It’s Katmai National Park’s Fat Bear Week again, and their gallery of fat bears is teeming with … fat bears. There’s also a junior bear competition, but, come on, let cubs be cubs! I’m still recovering from Toddlers and Tiaras and Dance Moms. You too?
Now, to be completely transparent, I’ve followed “professional” wrestling and personally measured Arnold Schwarzenegger’s neck. I spent a week as the replacement advisor to a cheerleading team attending Spirit Camp at Auburn University. If you have never seen teen-aged girls compete for the “Spirit Stick”, you have never seen the bare face of human desperation. I’ve been in the belly of the beast, people.
Loyal readers already know that my wife and I encounter bears on a regular basis. We live among black bears in a manicured suburban town just north of Hartford, Connecticut. Our local facebook pages include one dedicated to bear antics in swimming pools, at birthday parties, and in garbage bins.

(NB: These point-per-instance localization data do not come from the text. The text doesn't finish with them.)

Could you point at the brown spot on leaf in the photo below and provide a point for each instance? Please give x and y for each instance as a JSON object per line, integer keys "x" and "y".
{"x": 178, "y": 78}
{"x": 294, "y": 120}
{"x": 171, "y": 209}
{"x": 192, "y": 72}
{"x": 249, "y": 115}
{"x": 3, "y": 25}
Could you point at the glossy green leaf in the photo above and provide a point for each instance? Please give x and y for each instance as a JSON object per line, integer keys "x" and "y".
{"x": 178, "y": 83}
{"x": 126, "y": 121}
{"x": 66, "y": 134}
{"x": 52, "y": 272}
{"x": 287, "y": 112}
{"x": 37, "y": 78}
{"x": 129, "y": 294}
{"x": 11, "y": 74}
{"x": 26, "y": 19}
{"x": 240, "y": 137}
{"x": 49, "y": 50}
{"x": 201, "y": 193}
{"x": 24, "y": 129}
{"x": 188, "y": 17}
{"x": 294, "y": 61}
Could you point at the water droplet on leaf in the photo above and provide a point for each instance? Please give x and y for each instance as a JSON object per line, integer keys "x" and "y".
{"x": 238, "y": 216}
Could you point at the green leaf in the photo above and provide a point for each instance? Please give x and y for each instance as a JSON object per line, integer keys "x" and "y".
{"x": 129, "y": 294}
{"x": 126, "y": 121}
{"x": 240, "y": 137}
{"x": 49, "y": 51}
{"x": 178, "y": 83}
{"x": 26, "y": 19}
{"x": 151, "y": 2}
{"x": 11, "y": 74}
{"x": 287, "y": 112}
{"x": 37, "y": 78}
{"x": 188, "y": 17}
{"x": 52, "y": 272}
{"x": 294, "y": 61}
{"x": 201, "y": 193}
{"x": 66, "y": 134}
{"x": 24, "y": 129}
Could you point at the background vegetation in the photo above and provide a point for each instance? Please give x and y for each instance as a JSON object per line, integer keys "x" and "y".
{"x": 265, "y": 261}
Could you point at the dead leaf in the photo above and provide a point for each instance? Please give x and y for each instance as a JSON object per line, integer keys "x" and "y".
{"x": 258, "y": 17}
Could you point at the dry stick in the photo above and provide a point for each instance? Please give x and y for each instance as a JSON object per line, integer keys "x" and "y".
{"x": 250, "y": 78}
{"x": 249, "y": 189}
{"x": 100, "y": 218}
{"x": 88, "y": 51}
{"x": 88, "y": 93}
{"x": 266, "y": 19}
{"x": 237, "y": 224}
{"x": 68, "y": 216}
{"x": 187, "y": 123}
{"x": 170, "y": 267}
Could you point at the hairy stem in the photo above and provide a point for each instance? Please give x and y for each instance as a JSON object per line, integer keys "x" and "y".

The most recent estimate of bears in town numbered almost 100, including the cubs we first saw last spring. Close encounters of the bear kind? I’ve had two, mano a pata, close enough to understand that there is something more than I can understand behind those deep brown eyes.
Is this just another beauty pageant for bears? There’s nothing remotely regrettable about this contest.
There may be pageant winners out there, aching to correct my superficial dismissal of beauty contests. I know. It’s all about the scholarships. And yet, I still recall the solemnity with which Miss Arizona 2009 responded to a question about universal health care:
“I hear your question and refuse to answer it or express an opinion because everyone has a right to an opinion…”
I’d rather interview a black bear rooting through a garbage bin.
Back to Fat Bear Week.
The opportunity to endorse the bear of your choice is sponsored by the Katmai National Park, Brooks River, Alaska. There is a wonderland of bear related information and photographs on their competition website: https://explore.org/fat-bear-week#about, including several bear cams and a lot of information about the habits of bears in that park. For those of us not able to visit Katmai, the park offers this description of its treasures:
“Katmai’s brown bears are at their fattest in late summer and early fall. It is the end-product of their summer-long effort to satisfy their profound hunger and prepare for winter hibernation. During hibernation, bears do not eat or drink and can lose one-third of their body weight. Their winter survival depends on accumulating ample fat reserves before entering the den.
To get fat, bears gorge on the richest and most easily obtainable foods they can find. In Katmai National Park, that most often means salmon. Dozens of bears gather at Brooks River to feast on salmon from late June until mid October. Perhaps no other river on Earth offers bears the chance to feed on salmon for so long.
Fat bears exemplify the richness of Katmai National Park and Bristol Bay, Alaska, a wild region that is home to more brown bears than people and the largest, healthiest runs of sockeye salmon left on the planet.”
Fat bears are not mocked; winter is coming. As the park puts it –
“In the bear world, fat exemplifies success. It is the fuel that powers their ability to endure winter hibernation as well as the key to their reproductive success … Their road to greatness began months ago. After a summer-long effort, brown bears at Brooks River in Katmai National Park have reached peak fat. How did they do it and what challenges did they face along the way? Those are a couple of the questions we’ll answer as we reveal the contenders and the bracket for the 2022 Fat Bear Week tournament. Watch Fat Bear Week Contestants and Bracket Reveal: October 3 at 7 p.m. Eastern / 4 p.m. Pacific.”
I did check back to see what the brackets look like and found that only four hours ago, an avid voter added this poetic tribute to the bear of her choice:
I like the light brown Bear Holly
Although she doesn’t look jolly.
She’s feeling the stress
of being chosen the best.
She is looking somewhat melancholy.
A visit to Holly’s profile explains the poet’s ardor. Holly is described as resembling a lightly toasted marshmallow; she has blonde ears and tan-colored claws. I exhort you to make your own determination of bear girth, pick a favorite, and write an ode in appreciation of the massive ursine beauty you favor. Mine is a bear known only as 856. You’ll find his resume at the web address provided below:
It’s immeasurably easier to wax rhapsodic about a bear with an actual name, Holly, let’s say, than it is to promote my pal, 856, but here goes-
856, dark vision of plumpitude
Is a marvel of belly and rumpitude
His prowess in pre-winter feeding
Assures him of snoozing and breeding
While others must wander in chumpitude
Your bear is waiting to meet you. Feel the love, and as Al Capone is reputed to have said, “Vote early and vote often.”